Certainly, homo sapiens has caused extinctions. My claim that nature "prefers" plus-sum outcomes is tautological, because nature no more "prefers" than strategies "compete." Nature isn't a thing any more than a strategy is a thing. Both are reifications. But dominance is not always zero-sum. How many plants and critters exist almost entirely because homo sapiens dominates them? As I said, the trick with game theory is defining the pay-offs.
You say the logical nature of game theory is as “absolute” as the second law of thermodynamics. On the contrary, this core distinction in game theory seems to me relative. In that respect, game theory is like neoclassical economics which rationalizes consumerism by ignoring the downsides as externalities.
But that's on neoclassical economics (as you define it), not on me or game theory. I don't ignore externalities. I include them in the pay-offs and favor regulation to favor the positives and deter the negatives. (You really can't resist making a Randian of me, try as you might.)
To that extent, game “theory” is propaganda or ideology, not science.
Is geometry science?

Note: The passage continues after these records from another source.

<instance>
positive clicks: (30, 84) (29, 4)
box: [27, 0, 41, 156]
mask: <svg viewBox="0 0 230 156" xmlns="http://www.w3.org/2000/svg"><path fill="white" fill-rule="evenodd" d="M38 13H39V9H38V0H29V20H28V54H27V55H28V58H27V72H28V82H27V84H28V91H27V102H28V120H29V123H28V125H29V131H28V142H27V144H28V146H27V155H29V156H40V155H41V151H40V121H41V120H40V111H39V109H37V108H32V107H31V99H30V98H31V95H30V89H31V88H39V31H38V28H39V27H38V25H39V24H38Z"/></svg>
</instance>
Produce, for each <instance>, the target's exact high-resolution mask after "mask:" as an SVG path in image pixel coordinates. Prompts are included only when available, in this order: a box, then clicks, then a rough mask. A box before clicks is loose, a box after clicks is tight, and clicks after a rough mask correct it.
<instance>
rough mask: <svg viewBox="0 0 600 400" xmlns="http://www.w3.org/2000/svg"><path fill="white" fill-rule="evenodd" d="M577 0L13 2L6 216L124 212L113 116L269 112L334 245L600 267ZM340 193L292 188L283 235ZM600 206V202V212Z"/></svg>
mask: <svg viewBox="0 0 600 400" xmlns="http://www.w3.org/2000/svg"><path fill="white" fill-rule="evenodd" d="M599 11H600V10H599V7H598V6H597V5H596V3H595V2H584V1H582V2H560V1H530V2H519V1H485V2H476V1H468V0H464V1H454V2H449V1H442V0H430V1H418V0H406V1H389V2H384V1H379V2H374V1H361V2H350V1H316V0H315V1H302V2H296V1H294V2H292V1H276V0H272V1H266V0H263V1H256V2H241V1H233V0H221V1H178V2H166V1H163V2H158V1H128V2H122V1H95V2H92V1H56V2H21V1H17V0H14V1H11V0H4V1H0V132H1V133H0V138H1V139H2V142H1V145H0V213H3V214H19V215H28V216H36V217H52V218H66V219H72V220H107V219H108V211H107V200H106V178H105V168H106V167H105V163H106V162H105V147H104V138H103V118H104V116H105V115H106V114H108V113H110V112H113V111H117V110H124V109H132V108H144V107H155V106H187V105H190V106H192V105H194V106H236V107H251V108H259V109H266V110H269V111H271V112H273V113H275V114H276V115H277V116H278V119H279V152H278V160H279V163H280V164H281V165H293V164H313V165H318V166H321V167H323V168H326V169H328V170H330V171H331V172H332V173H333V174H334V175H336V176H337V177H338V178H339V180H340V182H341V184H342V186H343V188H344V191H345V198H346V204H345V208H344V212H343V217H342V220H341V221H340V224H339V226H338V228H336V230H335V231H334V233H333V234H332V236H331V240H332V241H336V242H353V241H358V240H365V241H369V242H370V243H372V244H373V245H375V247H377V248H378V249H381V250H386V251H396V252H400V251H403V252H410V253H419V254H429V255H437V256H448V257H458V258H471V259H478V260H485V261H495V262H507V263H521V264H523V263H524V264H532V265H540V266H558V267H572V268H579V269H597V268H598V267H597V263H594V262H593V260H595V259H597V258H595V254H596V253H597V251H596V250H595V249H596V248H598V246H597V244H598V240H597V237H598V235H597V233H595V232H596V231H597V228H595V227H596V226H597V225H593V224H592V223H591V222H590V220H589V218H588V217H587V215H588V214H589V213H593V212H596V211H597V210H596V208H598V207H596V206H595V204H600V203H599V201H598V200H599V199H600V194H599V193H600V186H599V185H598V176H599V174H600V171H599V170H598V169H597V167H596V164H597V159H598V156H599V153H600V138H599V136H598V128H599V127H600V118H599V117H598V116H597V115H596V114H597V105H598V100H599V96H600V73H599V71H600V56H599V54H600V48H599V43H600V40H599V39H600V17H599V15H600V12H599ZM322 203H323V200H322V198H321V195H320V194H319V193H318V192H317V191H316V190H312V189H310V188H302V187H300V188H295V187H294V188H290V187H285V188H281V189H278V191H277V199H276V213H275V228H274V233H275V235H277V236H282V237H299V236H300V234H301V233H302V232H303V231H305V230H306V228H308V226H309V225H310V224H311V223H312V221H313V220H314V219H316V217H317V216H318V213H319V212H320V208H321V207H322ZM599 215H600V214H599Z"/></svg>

Game theory is math and logic. In that regard Thermodynamics may be a bad choice. Maybe that's why I have switched to geometry. Thermodynamics is about how things are. Geometry is about how things can be thought about. At least, that's the distinction that comes to mind now.
You’re interested only in the scientific uses. Fine, but would you agree that whatever you can explain with game theory I can explain with naturalistic philosophy that needn’t resort to game theory?
Does "If I have four apples" "resort to" arithmetic? Or is it just a statement about the nature of apples? I offered you a way to test your hypothesis. Just keep asking "why" until you get to "because that produces the best result I can think of." That's game theory. You're just putting it in narrative form, like any other good myth.
We’d both be talking about evolution at some level, since we’d both take on board the sciences, but you’d prioritize the language of game theory in certain reductive moves, while I’d operate with a looser vocabulary.
Yep. But I would call the moves "abstracting" or even "reductionist," not "reductive."
Again, the question is whether you’d capture something I’d be missing, or whether the general use of game theory does more good than harm.
You are asking whether agreeing to use game theory produces a plus sum outcome? I smell a Russell's paradox!
Leaving aside the domain of formal games like checkers, I wonder whether you think there’s some specific phenomenon that game theory explains that I can’t understand without presupposing game theory.
That probably depends on the meaning of your terms. I would refer you to the sections of The Selfish Gene that analyzes the distribution of certain traits among certain species of birds. It's been a while, but I think Dawkins shows how the distribution of those traits conforms to a game-theoretical recommendation. I believe Dawkins's point is that diversity is a strategy, and game theory is useful in analyzing the distribution of diverse traits. I suspect the same thing can be said about diversity in philosophical values, which I would analogize to diversity in how individuals value pay-offs.
One of my favorite metaphors is the markings on a bowling alley that the best bowlers use to line up their shots. Those bowlers do not aim at the pins. They aim at the spots, confident that if they hit the spots, the ball will hit the pins. I regard your version of philosophy as spot bowling. You could do it even if you couldn't see the pins. Game theory just says that the spots are where they are because the pins are where they are, and not because there is something inherently special about the spots themselves.